Tuesday 11th September, 2007: Japan 2 (Miyama 2), England 2 (Smith 2)

A young kid, blond - 7? 8? 9? 10? - shapes to take a corner. He's wearing this season's home kit, redcurrant and white hooped socks, redcurrant shorts and the sleeves of his spanking new white shirt combine with the plain red bib he has been given to form a makeshift, old-style Arsenal home shirt. The crowded box awaits his delivery, but instead of hoofing it in he plays it short and square to his team mate, gratefully receives the return pass and jinks past one, two defenders before one of the dads nicks the ball off his foot for another corner just as he'd been about to shoot. This time he puts the ball straight into the mixer, a perfect cross that's dying out to be volleyed into the corner of the miniature goals they've set up. But the young recipient of this golden opportunity realises too late the chance of glory he has been presented on a plate. Before he can react, the moment has gone. The ball connects dully with his instep, gets stuck under his stationary, clodhopping foot, time is slow no longer and the play descends once more into a frantic, meaningless scrum.

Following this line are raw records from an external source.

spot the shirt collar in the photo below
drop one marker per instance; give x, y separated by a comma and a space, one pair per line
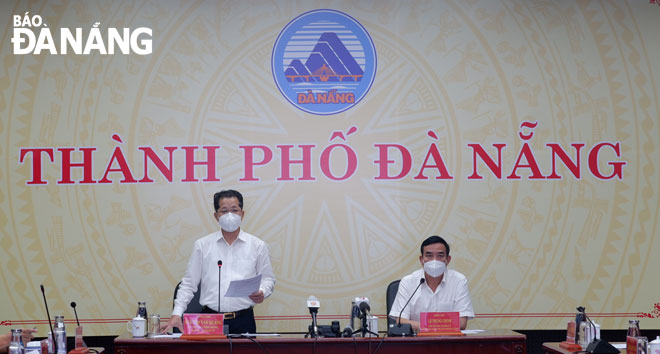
240, 237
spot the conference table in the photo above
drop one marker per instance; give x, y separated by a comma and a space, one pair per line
491, 341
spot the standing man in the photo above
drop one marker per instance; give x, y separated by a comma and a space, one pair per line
243, 256
444, 290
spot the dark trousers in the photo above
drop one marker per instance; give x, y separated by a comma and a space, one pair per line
244, 323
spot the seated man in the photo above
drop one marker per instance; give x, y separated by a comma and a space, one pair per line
444, 290
243, 255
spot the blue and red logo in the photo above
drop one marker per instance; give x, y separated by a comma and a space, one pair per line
324, 62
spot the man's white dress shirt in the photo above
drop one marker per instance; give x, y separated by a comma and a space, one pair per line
452, 295
245, 258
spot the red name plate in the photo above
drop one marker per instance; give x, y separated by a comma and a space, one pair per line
631, 345
203, 323
439, 323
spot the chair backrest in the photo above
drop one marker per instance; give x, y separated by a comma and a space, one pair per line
193, 305
390, 295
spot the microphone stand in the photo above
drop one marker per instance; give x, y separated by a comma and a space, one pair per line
315, 329
365, 328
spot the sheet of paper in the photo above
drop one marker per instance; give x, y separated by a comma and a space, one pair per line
173, 335
243, 288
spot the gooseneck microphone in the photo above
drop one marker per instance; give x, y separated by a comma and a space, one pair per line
421, 281
364, 308
50, 322
219, 282
73, 304
313, 304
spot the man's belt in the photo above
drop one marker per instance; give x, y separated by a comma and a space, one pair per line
230, 315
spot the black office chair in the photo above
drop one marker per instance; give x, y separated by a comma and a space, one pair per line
390, 295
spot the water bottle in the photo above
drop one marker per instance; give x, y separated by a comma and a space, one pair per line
60, 334
633, 328
142, 312
16, 345
355, 314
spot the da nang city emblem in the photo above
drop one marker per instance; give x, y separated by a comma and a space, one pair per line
324, 62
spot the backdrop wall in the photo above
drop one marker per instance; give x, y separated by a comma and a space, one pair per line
460, 134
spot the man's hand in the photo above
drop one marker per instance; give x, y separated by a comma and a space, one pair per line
257, 297
28, 335
175, 321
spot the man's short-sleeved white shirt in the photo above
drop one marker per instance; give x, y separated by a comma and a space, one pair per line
452, 295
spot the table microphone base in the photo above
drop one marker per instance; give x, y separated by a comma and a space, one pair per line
400, 330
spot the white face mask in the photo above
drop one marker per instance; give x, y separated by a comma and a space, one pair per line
230, 222
435, 268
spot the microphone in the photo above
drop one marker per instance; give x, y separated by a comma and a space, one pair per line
219, 282
363, 304
313, 304
598, 346
73, 304
364, 308
50, 322
407, 328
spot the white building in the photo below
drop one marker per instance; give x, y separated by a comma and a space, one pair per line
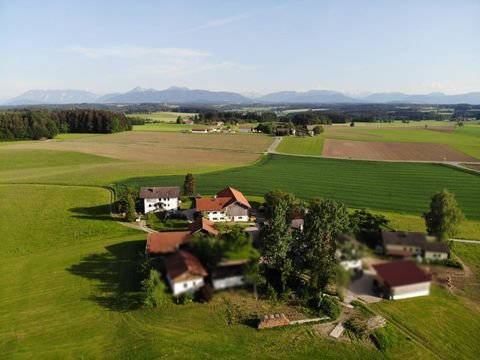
227, 205
160, 198
401, 280
185, 273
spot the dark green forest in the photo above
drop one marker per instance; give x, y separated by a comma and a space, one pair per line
38, 124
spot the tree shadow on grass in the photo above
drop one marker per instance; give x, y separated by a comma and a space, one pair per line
99, 212
116, 274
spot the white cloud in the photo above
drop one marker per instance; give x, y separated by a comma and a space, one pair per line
134, 52
218, 22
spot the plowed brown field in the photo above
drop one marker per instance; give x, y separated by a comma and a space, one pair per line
370, 150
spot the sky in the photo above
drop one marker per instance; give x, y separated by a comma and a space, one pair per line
352, 46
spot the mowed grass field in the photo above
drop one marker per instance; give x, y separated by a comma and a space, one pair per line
69, 289
465, 139
165, 116
127, 154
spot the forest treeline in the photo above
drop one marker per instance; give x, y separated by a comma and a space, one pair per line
38, 124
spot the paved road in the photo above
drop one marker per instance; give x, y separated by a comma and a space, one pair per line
467, 241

There's always a game going on somewhere, always someone between the sticks. There's always someone watching. Someone recording the particulars.

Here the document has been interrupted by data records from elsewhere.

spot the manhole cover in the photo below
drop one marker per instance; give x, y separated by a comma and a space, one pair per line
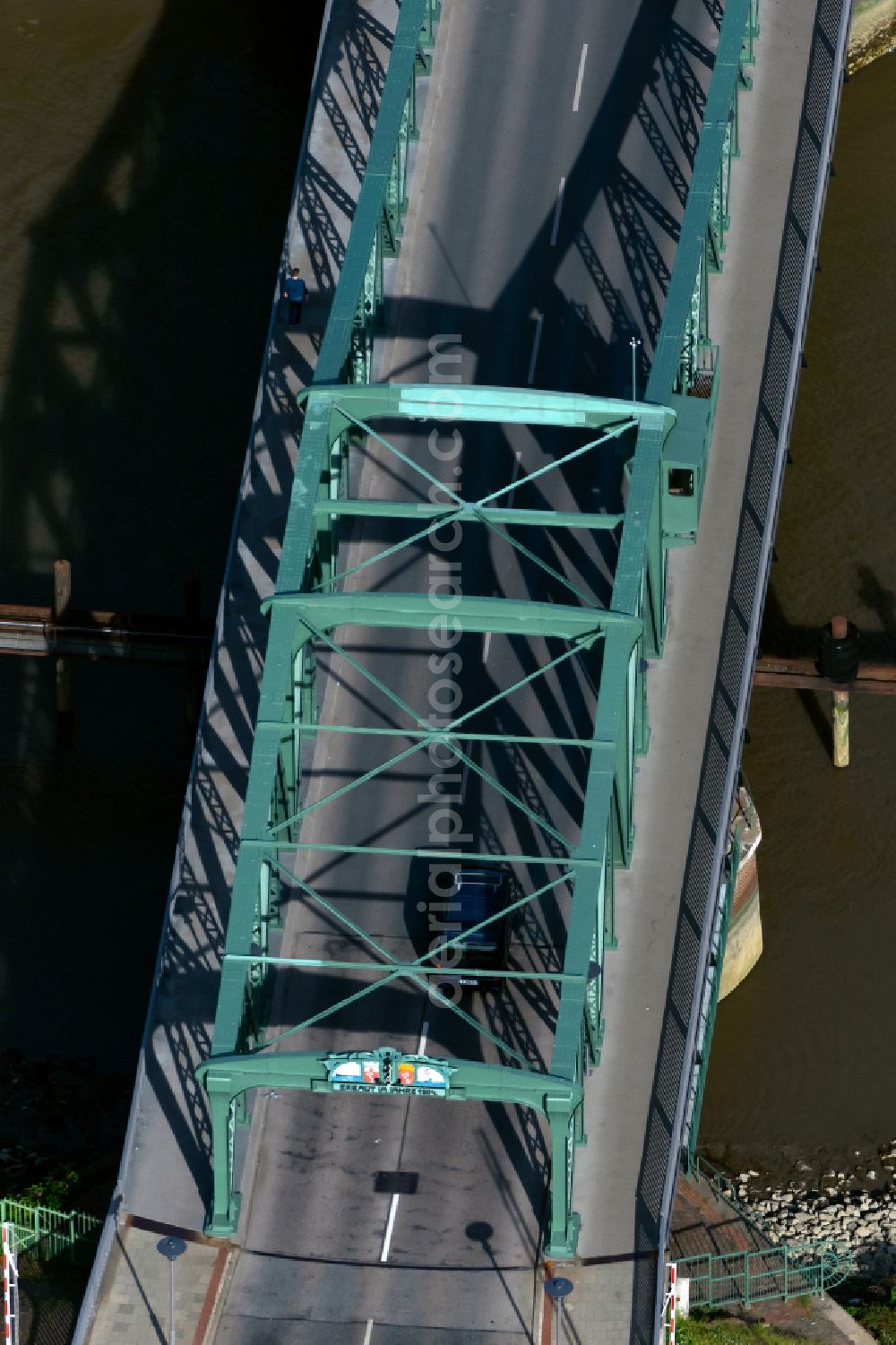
396, 1184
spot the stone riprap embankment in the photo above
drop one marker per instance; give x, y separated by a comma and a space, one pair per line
855, 1205
872, 32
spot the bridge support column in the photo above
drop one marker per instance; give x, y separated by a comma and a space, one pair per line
563, 1231
225, 1203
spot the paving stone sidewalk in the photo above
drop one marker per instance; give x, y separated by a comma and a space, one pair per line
134, 1297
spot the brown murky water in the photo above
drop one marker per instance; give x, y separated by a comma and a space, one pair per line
805, 1054
147, 155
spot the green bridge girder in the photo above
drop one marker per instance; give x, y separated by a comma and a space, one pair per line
665, 436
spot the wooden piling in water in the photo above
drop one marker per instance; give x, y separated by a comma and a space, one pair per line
61, 604
839, 628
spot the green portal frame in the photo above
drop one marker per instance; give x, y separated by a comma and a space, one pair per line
666, 467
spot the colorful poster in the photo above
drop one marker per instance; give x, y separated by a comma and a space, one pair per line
348, 1071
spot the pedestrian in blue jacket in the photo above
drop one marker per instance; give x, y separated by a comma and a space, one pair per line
294, 289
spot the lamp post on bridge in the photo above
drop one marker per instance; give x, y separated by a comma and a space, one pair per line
557, 1289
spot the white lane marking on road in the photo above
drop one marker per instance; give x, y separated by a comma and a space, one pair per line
557, 209
582, 72
539, 319
391, 1224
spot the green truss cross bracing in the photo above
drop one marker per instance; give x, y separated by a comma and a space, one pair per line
663, 440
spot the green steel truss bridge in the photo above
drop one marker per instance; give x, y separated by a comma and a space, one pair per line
660, 447
547, 563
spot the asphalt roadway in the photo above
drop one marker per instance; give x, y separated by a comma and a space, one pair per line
547, 199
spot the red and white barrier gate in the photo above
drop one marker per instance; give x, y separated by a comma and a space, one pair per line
10, 1286
670, 1298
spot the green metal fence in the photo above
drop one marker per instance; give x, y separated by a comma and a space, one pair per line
46, 1234
750, 1277
780, 1270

Smith's reference: "... how dearly I would love to kick with the fray"...


There's a game in Shanghai too; Japan versus England in the FIFA Women's World Cup. Watching the match, you could be forgiven for wondering if British scientists have somehow succeeded in keeping quiet about the most astonishing discovery of the newborn century. Without any hue whatsoever and with a similar absence of cry, the FA boffins have managed to jigger about with all those X/Y chromosomes in such a way as to eradicate all of those traditionally recognised differences of gender and sex. Bar a few more pony tails than you'd normally expect to see post-David Seaman, and a greater ability to find similarly shirted colleagues with their passes, the pride of English lionesses so resembles their male three lion shirted counterparts that you wonder how the FA have managed to pull it off without setting off all manner of drug scandals, not to mention getting Trinny and Susannah involved.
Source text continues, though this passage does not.